Important South African and International Art
Live Auction, 5 June 2017
Evening Sale
About this Item
signed
Notes
Highly sought after by collectors, the present lot is a rare example of the calligraphic style of painting Walter Battiss employed only twice in his artistic career: in the late-1950s and again in the mid-1960s. Battiss developed this style of painting as a direct result of his research into Southern African rock art, particularly the petroglyphs in the Douglas area of the Northern Cape, which he considered to constitute a type of rock language.
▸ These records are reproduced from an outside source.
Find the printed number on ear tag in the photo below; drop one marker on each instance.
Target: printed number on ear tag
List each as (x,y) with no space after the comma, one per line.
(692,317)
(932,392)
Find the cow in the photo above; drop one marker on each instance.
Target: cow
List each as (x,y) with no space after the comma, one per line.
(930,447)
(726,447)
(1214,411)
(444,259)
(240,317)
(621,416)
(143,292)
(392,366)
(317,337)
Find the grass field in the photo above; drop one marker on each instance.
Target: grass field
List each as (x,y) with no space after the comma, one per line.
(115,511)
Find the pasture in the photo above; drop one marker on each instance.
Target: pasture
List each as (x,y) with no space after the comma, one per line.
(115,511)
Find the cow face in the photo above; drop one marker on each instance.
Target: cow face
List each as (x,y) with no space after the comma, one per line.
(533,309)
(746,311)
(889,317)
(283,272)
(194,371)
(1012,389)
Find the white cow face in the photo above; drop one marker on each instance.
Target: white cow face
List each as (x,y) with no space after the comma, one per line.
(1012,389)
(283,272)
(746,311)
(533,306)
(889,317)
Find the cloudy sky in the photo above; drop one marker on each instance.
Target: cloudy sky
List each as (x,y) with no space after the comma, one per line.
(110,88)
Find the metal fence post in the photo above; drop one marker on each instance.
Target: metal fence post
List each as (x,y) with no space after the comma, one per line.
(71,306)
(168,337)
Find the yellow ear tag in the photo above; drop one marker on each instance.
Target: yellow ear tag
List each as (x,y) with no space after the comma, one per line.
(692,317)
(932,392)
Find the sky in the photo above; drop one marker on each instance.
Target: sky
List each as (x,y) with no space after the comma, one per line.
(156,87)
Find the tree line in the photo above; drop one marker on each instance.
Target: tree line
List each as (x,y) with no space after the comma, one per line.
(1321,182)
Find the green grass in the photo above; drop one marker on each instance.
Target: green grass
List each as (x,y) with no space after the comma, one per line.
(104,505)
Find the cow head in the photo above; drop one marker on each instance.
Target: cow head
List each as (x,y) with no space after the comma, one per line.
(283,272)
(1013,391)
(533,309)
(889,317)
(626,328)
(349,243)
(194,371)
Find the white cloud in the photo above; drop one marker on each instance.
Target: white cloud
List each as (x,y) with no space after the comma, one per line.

He included images of these petroglyphs in his book, The Art of Africa (1958), and they formed the basis, together with Southern Arabic, of the Fook alphabet he developed in the late 1960s. When a similar work by Battiss from this period was exhibited in The Netherlands, Belgium and Germany in 1958, alongside other works by Higgs, Jentsch, Laubser, Pierneef, Preller, Stern and Welz, the German art critic, Lore Schatten, singled out Battiss's work as being entirely 'rooted in the culture of his native country' and 'indissolubly bound up with his studies of the South African cave paintings'.1 Similar examples to the present work are in such prominent public collections as those held at Unisa and the Pretoria Art Museum.
1 Murray Schoonraad, Walter Battiss, Struik Publications, 1974, p 18.
Provenance
Bought by the current owner's father-in-law who acquired it directly from the artist.